Michigan Department of Health and Human Services officials told a House Appropriations Committee hearing on Jan. 21 that the state received a first‑year award of federal Rural Health Transformation funding and described how it plans to use the money to bolster care in rural communities.
"We received $173,128,201 for our first year of this program," said Beth Nagel, senior deputy director of policy, planning and operational support at MDHHS, during a presentation that summarized CMS guidance, the state application process and proposed program goals. Nagel said the federal program sets five policy areas — prevention and chronic‑disease work, sustainable access, workforce development, innovative care models and technology — and that grants must support new or transformative programs rather than duplicate Medicaid services.
The House Fiscal Agency’s briefing table lists the award as $173,100,000 and notes that Michigan’s award is lower than the state’s application, requiring a revised budget submission to CMS. The HFA told the committee that CMS distributed an initial national pool of $10 billion for the first year as part of a $50 billion, five‑year program.
Why it matters: Committee members said the distribution method and program design will determine whether money reaches small hospitals, community health centers, tribal partners and other rural providers that lack grant‑writing resources. Several members urged MDHHS to prioritize fully rural census tracts and to provide clear timelines for contracting and awards.
What officials proposed: Nagel outlined four focus initiatives in Michigan’s application: transforming rural health through partnerships, a "Workforce for Wellness" recruitment and retention initiative, interoperability and technology investments to reduce duplicative services, and a "Care Closer to Home Blueprint" to build community‑based care pathways. She also said the state carved out 5% of the award specifically for tribal governments following consultation.
On administrative costs and end‑user share: Nagel and HFA staff reiterated that CMS imposed a 10% cap on administrative and indirect expenses. "There is a 10% cap on administrative and indirect," Nagel said, adding that the CMS design intends the bulk of funds to support direct initiatives though MDHHS cannot yet give a firm dollar amount that will reach local providers.
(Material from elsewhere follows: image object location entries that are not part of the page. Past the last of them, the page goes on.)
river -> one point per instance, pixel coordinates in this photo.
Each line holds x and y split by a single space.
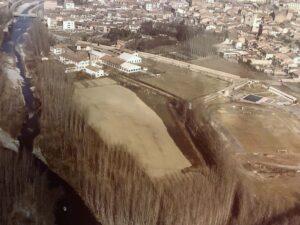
69 208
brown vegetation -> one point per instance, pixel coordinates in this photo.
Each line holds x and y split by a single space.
117 190
24 191
11 106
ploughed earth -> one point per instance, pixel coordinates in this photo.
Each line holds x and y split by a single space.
121 118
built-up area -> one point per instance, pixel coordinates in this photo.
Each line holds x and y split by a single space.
265 34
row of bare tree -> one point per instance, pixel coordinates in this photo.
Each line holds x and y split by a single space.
118 191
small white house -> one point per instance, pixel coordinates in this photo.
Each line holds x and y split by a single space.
81 61
94 71
95 56
69 4
130 58
130 68
68 25
297 60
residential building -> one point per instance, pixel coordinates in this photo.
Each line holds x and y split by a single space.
94 71
57 49
68 25
130 68
130 58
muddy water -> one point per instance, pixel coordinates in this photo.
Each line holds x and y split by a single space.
68 208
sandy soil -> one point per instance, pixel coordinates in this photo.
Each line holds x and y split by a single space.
260 129
218 63
181 81
121 118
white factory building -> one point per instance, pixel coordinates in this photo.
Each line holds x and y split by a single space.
130 68
68 25
96 56
94 71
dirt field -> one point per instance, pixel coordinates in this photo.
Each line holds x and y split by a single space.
180 81
121 118
218 63
260 129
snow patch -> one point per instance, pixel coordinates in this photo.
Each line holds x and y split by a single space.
38 153
8 142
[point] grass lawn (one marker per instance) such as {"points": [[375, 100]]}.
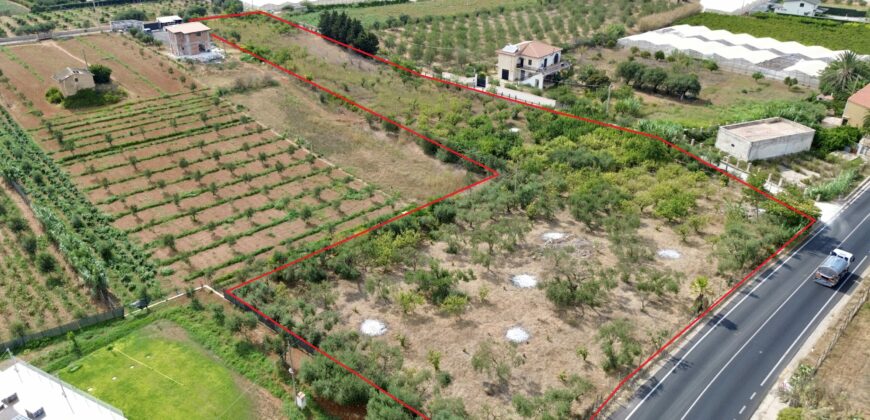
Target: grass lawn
{"points": [[157, 373], [8, 8], [369, 15], [808, 31]]}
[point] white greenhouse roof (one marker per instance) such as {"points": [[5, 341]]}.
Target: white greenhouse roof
{"points": [[730, 6], [766, 52]]}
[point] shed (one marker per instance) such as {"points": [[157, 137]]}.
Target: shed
{"points": [[764, 139], [857, 107], [72, 80]]}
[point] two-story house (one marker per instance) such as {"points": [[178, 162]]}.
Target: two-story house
{"points": [[188, 39], [800, 8], [533, 63]]}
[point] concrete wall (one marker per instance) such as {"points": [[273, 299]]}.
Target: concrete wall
{"points": [[742, 149]]}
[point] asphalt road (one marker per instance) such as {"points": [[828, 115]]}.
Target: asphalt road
{"points": [[725, 370]]}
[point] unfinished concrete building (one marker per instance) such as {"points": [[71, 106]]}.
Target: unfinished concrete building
{"points": [[764, 139]]}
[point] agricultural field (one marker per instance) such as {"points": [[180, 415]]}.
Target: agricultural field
{"points": [[414, 10], [808, 31], [444, 288], [38, 289], [721, 91], [27, 72], [88, 17], [9, 8], [470, 39], [204, 188], [170, 375]]}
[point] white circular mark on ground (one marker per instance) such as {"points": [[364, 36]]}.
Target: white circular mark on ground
{"points": [[524, 281], [517, 335], [670, 254], [554, 236], [373, 327]]}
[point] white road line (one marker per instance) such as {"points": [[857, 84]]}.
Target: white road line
{"points": [[760, 283], [734, 356], [810, 323]]}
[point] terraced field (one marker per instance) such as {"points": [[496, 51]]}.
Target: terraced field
{"points": [[204, 188], [37, 289]]}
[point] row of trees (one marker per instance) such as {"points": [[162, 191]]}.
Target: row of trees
{"points": [[659, 80], [343, 28]]}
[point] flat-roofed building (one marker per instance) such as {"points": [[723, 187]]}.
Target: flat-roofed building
{"points": [[857, 107], [764, 139], [29, 393]]}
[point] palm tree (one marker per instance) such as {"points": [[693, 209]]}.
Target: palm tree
{"points": [[844, 75]]}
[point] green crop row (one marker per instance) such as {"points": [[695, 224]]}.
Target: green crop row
{"points": [[170, 152], [98, 252]]}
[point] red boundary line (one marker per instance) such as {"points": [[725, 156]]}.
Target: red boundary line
{"points": [[493, 174]]}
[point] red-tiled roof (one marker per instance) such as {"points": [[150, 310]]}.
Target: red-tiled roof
{"points": [[533, 49]]}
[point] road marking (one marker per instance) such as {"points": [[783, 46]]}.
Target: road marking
{"points": [[811, 322], [746, 343], [760, 283]]}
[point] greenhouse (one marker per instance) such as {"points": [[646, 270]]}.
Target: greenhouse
{"points": [[739, 53]]}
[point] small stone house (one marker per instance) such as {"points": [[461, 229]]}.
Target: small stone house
{"points": [[800, 8], [857, 107], [188, 39], [71, 80], [533, 63]]}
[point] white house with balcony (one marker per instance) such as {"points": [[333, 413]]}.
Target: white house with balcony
{"points": [[799, 8], [532, 63]]}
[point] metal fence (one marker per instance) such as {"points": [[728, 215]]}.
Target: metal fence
{"points": [[63, 329], [295, 342]]}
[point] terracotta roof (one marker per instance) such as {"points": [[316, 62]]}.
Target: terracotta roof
{"points": [[68, 72], [533, 49], [187, 28], [861, 97]]}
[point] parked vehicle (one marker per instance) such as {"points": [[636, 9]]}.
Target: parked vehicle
{"points": [[834, 268]]}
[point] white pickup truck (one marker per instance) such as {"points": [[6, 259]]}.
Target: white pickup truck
{"points": [[834, 268]]}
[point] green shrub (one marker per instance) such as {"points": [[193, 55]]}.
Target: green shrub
{"points": [[102, 74], [53, 95]]}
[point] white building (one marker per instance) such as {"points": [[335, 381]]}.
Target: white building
{"points": [[29, 393], [533, 63], [800, 8], [764, 139]]}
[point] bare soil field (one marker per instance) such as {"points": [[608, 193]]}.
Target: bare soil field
{"points": [[343, 137], [140, 71], [555, 334]]}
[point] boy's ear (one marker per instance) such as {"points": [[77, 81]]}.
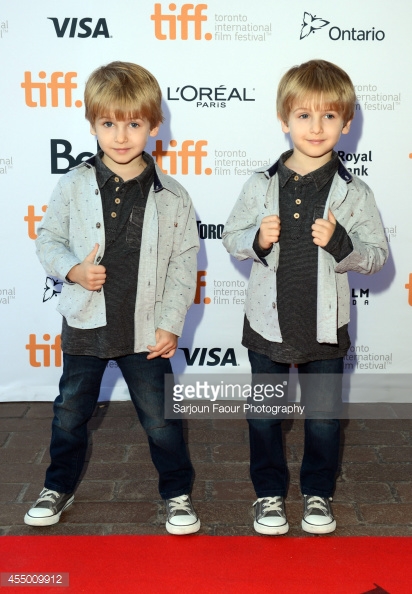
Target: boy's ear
{"points": [[154, 131], [346, 127], [285, 127]]}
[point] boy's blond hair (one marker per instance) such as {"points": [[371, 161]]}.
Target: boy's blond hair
{"points": [[320, 83], [123, 90]]}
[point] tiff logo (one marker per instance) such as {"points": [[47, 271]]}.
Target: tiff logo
{"points": [[167, 25], [35, 347], [31, 219], [58, 82], [199, 284], [409, 287], [186, 153], [83, 24]]}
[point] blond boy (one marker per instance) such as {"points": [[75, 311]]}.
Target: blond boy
{"points": [[123, 237], [305, 221]]}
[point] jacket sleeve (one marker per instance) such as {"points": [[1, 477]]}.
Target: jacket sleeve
{"points": [[181, 275], [243, 223], [364, 227], [52, 243]]}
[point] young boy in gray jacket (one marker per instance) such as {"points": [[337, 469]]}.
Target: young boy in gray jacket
{"points": [[123, 237], [305, 222]]}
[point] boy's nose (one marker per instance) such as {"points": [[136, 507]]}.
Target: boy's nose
{"points": [[316, 126], [121, 136]]}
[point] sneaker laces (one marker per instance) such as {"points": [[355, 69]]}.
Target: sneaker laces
{"points": [[270, 504], [180, 504], [48, 495], [315, 502]]}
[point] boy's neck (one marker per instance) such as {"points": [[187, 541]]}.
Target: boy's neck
{"points": [[127, 170], [303, 164]]}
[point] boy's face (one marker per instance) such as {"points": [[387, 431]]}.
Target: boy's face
{"points": [[122, 141], [314, 132]]}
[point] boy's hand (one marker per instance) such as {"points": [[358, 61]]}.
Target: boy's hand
{"points": [[322, 230], [165, 347], [269, 231], [87, 274]]}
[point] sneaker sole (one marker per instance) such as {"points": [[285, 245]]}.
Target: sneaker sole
{"points": [[325, 529], [48, 520], [172, 529], [271, 530]]}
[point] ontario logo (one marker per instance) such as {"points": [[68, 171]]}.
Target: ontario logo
{"points": [[52, 288], [312, 24]]}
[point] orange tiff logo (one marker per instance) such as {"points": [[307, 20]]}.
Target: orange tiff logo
{"points": [[199, 284], [44, 349], [167, 25], [190, 151], [58, 82], [31, 219], [409, 287]]}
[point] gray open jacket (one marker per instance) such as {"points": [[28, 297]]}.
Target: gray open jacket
{"points": [[352, 203], [73, 224]]}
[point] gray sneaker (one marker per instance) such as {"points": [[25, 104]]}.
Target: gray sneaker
{"points": [[317, 515], [270, 517], [181, 517], [48, 508]]}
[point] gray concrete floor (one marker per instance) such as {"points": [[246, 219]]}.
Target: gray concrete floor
{"points": [[118, 493]]}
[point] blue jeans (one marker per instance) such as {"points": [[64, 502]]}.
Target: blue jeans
{"points": [[79, 391], [321, 396]]}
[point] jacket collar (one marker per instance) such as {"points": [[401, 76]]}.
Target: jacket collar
{"points": [[160, 180], [272, 170]]}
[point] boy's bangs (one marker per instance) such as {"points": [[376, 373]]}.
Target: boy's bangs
{"points": [[320, 101], [120, 110]]}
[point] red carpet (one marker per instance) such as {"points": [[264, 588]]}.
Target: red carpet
{"points": [[208, 564]]}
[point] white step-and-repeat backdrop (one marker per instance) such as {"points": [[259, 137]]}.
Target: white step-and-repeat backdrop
{"points": [[218, 65]]}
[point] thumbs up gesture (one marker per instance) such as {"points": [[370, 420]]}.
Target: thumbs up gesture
{"points": [[89, 275]]}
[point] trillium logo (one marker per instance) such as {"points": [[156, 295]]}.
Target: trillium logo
{"points": [[52, 288], [311, 24]]}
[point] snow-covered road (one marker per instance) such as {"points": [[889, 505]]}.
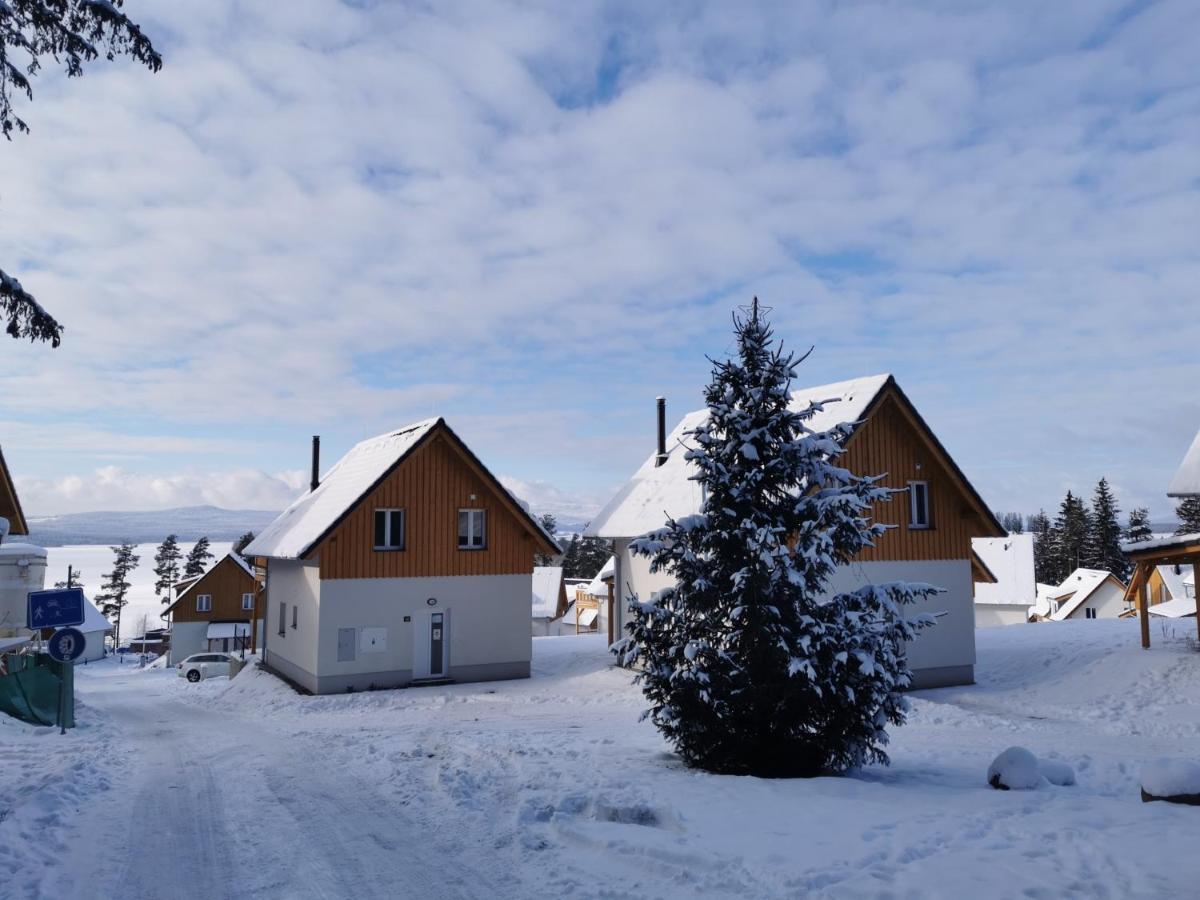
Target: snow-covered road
{"points": [[551, 787], [216, 804]]}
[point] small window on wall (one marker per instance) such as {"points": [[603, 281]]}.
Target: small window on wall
{"points": [[389, 529], [472, 529], [918, 504]]}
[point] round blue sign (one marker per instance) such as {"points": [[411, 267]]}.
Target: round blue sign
{"points": [[67, 645]]}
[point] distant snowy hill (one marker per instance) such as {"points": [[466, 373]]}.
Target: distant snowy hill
{"points": [[187, 523]]}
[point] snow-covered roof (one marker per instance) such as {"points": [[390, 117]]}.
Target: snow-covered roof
{"points": [[1167, 543], [598, 586], [1078, 587], [658, 492], [303, 525], [305, 522], [547, 585], [1175, 609], [1011, 559], [1187, 479]]}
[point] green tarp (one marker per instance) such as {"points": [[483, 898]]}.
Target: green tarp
{"points": [[30, 690]]}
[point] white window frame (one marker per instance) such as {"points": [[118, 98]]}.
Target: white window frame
{"points": [[473, 515], [388, 545], [912, 508]]}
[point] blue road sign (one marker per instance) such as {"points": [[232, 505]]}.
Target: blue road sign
{"points": [[55, 609], [66, 645]]}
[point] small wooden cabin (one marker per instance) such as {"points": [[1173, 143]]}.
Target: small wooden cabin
{"points": [[217, 611]]}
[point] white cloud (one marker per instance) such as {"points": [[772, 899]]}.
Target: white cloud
{"points": [[114, 489], [337, 216]]}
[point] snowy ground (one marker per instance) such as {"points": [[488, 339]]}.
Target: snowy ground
{"points": [[551, 787], [91, 561]]}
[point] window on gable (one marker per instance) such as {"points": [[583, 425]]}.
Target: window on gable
{"points": [[389, 529], [472, 529], [918, 504]]}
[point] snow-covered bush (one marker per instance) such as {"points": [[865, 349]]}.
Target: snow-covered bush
{"points": [[748, 665], [1177, 779], [1015, 769]]}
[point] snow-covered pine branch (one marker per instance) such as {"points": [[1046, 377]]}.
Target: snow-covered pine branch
{"points": [[747, 663]]}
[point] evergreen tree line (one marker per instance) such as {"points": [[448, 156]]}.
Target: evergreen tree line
{"points": [[171, 567], [1089, 534]]}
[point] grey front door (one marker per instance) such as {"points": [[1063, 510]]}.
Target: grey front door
{"points": [[346, 641], [437, 642]]}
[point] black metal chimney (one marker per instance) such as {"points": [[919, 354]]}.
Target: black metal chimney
{"points": [[661, 457], [316, 462]]}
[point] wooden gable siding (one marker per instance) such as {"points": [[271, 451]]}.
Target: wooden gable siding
{"points": [[10, 504], [431, 485], [226, 582], [892, 442]]}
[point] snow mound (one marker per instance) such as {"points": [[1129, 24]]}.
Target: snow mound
{"points": [[1170, 778], [1015, 769], [1057, 772]]}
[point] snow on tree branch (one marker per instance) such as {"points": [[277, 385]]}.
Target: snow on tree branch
{"points": [[27, 318]]}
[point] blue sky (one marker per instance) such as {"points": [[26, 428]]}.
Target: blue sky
{"points": [[334, 219]]}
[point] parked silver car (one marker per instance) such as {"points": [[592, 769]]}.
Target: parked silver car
{"points": [[204, 665]]}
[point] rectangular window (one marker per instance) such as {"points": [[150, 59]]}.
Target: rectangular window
{"points": [[389, 529], [472, 529], [918, 504]]}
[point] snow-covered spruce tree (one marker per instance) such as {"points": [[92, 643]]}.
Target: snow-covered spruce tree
{"points": [[1188, 510], [748, 664], [166, 567], [198, 558], [1139, 526], [1105, 535]]}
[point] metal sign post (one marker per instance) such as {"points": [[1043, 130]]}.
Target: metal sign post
{"points": [[66, 646]]}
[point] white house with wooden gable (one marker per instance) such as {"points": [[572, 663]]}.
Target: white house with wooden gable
{"points": [[931, 522], [408, 563], [1011, 594], [1089, 594]]}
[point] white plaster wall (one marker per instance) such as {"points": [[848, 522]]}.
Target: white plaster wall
{"points": [[489, 621], [994, 615], [951, 642], [1108, 600], [187, 637], [298, 585]]}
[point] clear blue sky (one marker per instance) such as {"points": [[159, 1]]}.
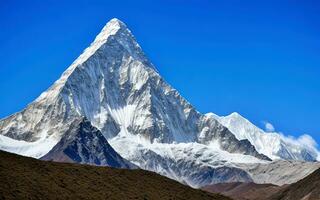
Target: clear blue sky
{"points": [[259, 58]]}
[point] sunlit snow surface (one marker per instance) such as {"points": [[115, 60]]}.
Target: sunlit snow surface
{"points": [[146, 121], [35, 149], [272, 144]]}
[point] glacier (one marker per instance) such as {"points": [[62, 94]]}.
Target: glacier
{"points": [[114, 86]]}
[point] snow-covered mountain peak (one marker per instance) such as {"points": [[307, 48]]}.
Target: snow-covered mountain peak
{"points": [[272, 144]]}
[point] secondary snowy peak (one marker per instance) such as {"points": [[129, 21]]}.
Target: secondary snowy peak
{"points": [[117, 89], [272, 144]]}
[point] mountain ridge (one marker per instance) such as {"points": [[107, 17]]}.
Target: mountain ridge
{"points": [[144, 119]]}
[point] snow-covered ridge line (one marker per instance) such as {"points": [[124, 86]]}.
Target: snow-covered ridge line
{"points": [[116, 88], [274, 145]]}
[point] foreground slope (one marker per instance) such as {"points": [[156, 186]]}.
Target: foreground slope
{"points": [[145, 120], [244, 191], [305, 189], [273, 144], [22, 177]]}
Provider concerns: Ben Frederick of Memorial Healthcare, speaking for a rural hospital perspective, urged the committee to protect funding for immediate stabilization (for example obstetrics and anesthesia coverage) and criticized the state application for emphasizing new administrative infrastructure and competitive grant models over direct stabilization payments. "This outcome, I believe, misses the mark related to prevention of further hospital closure and economic instability," Frederick said, noting long‑standing structural disadvantages at independent rural hospitals.
Behavioral‑health and community clinic views: Alan Bolter of the Community Mental Health Association and Philip Bergquist of the Michigan Primary Care Association both urged reduced administrative burdens, stronger workforce pipelines (stipends, scholarships and practice commitments) and investments in interoperable electronic health records and telehealth to extend access.
Next steps: MDHHS told the committee it will seek CMS budget approval before releasing solicitations and estimated that contracting and award lists will likely be ready in the second quarter, while acknowledging dates are not firm. Ken Dell of the House Fiscal Agency said because the award was smaller than the state’s application the department must submit a revised budget to CMS.
The committee did not take final votes on program design during the hearing; members signaled intent to continue oversight and to coordinate with appropriations staff on next steps.